Getting to the NBA is not easy. Of the millions of kids playing basketball around the world today, only a very small percentage will make it to the Association. Along the way, there will be highs and lows, ups and downs.
The Wizards' Caron Butler shares his journey, a unique one, with NBA.com.
So what got you through that? What was it that kept you going?
CB: Faith. My grandmother told me to pick up a bible and just believe in God. God can hinder all obstacles that you're going through. And my mother staying in my corner, because a lot of parents, when kids fail, give up on them. A lot of the people that I was incarcerated with didn't have visitors, but my mother was always there, sometimes twice a day, uplifting my spirits and telling me to stay positive. And I think that really showed me how much she cared and believed in me. She believed in me more than I believed in myself.
Finish this sentence: Growing up, the basketball court was my...
CB: My savior, because that was my ticket out. A lot of people looked at it as a hobby, but I looked at it as my outlet out of the inner city.
To what lengths would you go for a chance to play basketball, even if it were just a shoot around?
CB: I have to play basketball every day ... touch a ball or watch film of older games or something. I have to do it. It's just a passion. It's a love. It's a ritual.
When I was incarcerated, I had to get to a basketball court all the time. When I got my hour of rec, even in the winter, I went outside, moved a little snow so I could shoot on the courts out there. I used to play for canteen. I used to play for cases of sodas and Little Debbie cakes when I was incarcerated. That's something big.
Who was your basketball hero and why?
CB: I have two in particular. Michael Jordan, obviously, because of the flash and glare that he played the game with. He was very graceful out there. And Magic Johnson, for the simple fact that, he was one of the guys that really transcended the game of basketball. From a basketball standpoint, he was a great player, but from an off-the-court standpoint, he's like the model guy that everyone should want to be like. What he's done as a businessman and how he conducts himself, he's one of the all-time great people.
What is your favorite childhood basketball memory?

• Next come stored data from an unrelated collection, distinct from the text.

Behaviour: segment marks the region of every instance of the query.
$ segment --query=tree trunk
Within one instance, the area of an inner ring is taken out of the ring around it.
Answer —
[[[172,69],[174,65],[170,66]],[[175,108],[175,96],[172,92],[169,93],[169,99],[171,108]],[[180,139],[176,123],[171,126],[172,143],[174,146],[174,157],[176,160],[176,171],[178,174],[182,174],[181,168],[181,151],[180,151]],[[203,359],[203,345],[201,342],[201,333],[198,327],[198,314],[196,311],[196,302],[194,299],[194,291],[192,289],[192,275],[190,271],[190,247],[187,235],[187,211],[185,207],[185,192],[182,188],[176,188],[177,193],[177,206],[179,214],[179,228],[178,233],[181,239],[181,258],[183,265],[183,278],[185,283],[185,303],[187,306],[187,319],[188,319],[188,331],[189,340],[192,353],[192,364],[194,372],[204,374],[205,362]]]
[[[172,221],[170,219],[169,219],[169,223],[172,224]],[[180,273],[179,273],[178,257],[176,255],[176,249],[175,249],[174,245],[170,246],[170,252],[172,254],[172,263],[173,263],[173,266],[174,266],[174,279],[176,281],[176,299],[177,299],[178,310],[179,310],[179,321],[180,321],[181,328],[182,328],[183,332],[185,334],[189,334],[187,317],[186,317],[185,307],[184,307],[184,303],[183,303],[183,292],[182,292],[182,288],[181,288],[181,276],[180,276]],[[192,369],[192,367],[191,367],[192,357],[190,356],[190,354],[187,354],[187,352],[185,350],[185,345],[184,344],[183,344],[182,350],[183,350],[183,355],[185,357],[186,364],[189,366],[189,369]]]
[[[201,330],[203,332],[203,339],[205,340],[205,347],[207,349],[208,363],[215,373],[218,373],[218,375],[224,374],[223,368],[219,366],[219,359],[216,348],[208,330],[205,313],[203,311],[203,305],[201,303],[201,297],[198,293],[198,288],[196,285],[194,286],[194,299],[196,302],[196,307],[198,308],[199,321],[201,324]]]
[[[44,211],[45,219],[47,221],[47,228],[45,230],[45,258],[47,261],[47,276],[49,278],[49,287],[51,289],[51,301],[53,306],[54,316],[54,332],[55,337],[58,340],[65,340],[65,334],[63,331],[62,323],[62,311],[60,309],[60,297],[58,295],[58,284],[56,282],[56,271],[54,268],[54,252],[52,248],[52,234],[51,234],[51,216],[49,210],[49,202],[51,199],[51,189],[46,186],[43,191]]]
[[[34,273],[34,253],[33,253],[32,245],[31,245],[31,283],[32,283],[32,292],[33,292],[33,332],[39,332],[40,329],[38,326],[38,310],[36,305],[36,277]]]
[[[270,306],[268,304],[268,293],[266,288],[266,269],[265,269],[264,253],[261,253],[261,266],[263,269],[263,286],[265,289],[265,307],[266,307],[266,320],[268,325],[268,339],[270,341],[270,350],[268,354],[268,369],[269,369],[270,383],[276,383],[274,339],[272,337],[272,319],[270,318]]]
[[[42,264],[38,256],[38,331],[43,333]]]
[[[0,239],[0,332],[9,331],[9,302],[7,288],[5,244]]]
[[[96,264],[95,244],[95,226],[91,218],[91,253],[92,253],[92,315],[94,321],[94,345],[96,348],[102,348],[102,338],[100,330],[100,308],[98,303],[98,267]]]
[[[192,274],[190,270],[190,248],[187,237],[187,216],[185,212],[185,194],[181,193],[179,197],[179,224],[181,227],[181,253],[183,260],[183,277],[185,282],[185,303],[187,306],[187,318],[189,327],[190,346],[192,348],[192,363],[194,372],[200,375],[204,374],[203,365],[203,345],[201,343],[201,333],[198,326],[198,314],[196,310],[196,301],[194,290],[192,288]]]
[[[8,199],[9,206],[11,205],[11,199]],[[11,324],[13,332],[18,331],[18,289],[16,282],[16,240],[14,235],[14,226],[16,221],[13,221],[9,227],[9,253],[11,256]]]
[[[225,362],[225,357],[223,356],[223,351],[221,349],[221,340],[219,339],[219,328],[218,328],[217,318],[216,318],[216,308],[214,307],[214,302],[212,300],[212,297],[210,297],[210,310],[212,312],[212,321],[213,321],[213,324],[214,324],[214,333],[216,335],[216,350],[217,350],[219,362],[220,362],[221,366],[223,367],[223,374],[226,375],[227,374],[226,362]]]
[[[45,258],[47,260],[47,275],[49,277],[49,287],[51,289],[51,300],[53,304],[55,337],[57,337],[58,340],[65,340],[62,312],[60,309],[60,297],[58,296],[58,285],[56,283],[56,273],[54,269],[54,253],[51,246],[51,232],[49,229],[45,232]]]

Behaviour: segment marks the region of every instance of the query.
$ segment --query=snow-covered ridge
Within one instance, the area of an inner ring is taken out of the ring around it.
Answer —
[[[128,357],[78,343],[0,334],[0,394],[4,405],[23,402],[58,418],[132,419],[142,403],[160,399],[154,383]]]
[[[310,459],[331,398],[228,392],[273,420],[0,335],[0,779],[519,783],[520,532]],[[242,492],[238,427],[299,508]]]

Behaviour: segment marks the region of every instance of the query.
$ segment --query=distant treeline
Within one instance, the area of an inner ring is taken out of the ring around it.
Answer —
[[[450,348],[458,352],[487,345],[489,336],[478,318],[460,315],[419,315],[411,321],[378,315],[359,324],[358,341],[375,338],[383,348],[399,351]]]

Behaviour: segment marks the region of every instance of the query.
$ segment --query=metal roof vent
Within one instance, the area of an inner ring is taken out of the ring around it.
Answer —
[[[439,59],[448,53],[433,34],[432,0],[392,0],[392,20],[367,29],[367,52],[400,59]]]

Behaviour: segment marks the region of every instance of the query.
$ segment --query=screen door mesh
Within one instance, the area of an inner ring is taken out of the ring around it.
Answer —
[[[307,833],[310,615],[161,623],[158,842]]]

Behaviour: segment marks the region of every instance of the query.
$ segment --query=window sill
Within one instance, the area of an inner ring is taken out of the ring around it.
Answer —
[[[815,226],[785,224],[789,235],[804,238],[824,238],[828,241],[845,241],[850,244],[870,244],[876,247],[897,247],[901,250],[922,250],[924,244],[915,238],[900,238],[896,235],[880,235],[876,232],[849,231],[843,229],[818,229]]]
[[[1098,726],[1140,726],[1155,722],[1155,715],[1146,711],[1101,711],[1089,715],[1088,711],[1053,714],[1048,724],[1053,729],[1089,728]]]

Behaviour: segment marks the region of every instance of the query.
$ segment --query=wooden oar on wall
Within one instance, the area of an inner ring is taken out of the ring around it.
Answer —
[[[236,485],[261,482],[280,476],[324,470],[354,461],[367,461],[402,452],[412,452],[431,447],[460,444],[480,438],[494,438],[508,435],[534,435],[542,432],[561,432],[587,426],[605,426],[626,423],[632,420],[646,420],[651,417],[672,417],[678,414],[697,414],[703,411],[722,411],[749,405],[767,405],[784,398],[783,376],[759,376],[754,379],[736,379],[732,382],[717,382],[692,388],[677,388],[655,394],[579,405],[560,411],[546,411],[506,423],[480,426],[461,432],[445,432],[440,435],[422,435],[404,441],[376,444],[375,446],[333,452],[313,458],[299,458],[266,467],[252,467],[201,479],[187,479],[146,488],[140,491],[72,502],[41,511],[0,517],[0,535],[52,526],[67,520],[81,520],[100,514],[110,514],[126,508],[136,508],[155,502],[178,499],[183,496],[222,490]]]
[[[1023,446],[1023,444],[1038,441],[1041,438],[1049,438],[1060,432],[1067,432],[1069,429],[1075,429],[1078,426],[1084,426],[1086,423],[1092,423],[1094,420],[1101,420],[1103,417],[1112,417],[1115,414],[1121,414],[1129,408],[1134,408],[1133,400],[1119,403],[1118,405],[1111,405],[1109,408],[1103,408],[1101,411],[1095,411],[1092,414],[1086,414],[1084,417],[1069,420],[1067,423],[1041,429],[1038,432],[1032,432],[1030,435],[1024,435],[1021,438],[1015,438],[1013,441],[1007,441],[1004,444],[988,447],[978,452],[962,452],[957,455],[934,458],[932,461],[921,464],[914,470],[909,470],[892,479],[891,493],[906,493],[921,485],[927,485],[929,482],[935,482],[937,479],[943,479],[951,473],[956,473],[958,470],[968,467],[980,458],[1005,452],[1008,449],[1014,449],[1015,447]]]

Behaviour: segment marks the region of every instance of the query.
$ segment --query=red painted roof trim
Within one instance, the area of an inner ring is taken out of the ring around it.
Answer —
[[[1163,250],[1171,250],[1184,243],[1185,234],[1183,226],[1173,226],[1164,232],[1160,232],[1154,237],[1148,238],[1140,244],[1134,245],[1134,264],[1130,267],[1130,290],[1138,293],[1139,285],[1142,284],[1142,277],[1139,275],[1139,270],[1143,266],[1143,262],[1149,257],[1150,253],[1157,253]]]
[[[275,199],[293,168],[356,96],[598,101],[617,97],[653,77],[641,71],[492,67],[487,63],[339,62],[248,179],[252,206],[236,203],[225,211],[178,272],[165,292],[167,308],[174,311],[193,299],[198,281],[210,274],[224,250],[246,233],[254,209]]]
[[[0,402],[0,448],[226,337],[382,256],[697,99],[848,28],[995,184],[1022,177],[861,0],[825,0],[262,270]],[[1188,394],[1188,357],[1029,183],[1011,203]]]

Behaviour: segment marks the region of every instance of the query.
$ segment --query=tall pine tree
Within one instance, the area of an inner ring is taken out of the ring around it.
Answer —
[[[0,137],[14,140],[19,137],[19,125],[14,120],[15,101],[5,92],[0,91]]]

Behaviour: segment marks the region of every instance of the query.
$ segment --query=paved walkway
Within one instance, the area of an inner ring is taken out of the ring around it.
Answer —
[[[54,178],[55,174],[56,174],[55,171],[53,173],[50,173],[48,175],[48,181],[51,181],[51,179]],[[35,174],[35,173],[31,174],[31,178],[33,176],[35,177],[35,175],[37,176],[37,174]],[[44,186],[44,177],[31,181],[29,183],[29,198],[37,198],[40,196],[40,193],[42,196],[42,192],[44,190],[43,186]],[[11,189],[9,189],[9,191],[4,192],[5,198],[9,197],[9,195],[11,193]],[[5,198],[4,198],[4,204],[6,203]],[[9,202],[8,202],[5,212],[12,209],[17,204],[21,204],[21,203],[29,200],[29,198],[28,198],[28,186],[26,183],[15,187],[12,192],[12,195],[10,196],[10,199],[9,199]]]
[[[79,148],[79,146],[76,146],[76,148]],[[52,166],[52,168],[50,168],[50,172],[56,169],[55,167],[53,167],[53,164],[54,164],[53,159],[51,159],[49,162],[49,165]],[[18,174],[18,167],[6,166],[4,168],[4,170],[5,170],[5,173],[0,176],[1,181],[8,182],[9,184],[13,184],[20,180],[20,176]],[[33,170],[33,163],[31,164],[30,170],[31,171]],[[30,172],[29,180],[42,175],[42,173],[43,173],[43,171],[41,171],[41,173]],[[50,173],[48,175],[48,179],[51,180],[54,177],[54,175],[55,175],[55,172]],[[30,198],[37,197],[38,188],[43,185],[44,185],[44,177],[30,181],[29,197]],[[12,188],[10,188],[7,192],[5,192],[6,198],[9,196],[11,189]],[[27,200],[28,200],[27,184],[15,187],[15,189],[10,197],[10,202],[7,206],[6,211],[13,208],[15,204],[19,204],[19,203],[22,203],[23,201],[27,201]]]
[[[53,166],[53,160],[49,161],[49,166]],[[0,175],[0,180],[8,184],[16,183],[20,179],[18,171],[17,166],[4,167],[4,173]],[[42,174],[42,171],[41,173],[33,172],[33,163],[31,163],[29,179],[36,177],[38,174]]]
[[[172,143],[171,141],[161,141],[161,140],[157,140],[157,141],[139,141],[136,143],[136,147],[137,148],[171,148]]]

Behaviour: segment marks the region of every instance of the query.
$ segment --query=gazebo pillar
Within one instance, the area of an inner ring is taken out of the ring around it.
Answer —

CB: I went on a traveling team one time; it was a Junior Olympic type thing. I had to be 11 or 12 years old. We went to Puerto Rico and I had the time of my life. It was just a chance for me to see other cultures come together. I think there were a couple of teams from Africa and all over the world. And I got a chance to play against a lot of people and just learn about a lot of other things. It broadened my horizons in my life.
Best piece of basketball advice you received was...
CB: When I was at Connecticut, Coach Calhoun told me that basketball is a reflection of life. If you're tough on the court, if you don't let anything get in your way and if you're hard-nosed on the court, that's the same way you are in life. That was a real statement dictating on how I was.
What advice would you give to someone who aspires to play in the NBA?
CB: It's tough. If you're gonna choose to try to make it to the NBA, put your all into it, but know that you've got to be a student first before anything. Try to get your degree. Don't focus on just basketball.
When did you realize you had serious game?
CB: Playing AAU, I think it was in '96 or '97. There was a big-time tournament in Indiana. I played against Darius Miles, Dwyane Wade, Eddy Curry, Corey Maggette, Ronald Curry ... all of the biggest names in basketball at the time. I went out there and got MVP of the tournament. And I wasn't taking basketball that seriously at that point. I was reading stories about how they were the best players in the country. I went out there and held my own and I was like, "Man, I got the chance to do something special with this."
Did it ever strike you in the middle of a game in front of a packed house, "Man, I can't believe I'm here..."
CB: I do that all the time. I always get this feeling, I can't describe it, it's like a little crazy feeling that you get before every game when you come out of the tunnel and see the fans. Everybody is cheering or booing. It's a rewarding feeling like, "Man, I'm here. I get paid to play the game of basketball." It's an unbelievable feeling.
How proud is your family that you made it to the NBA?
CB: When we get together for the holiday or just have a big dinner, my mother always cries. My grandmother and her always express themselves on how hard times used to be and now things are just so great because of my situation and because God blessed me with this ability to play the game of basketball. So, we always reflect on it.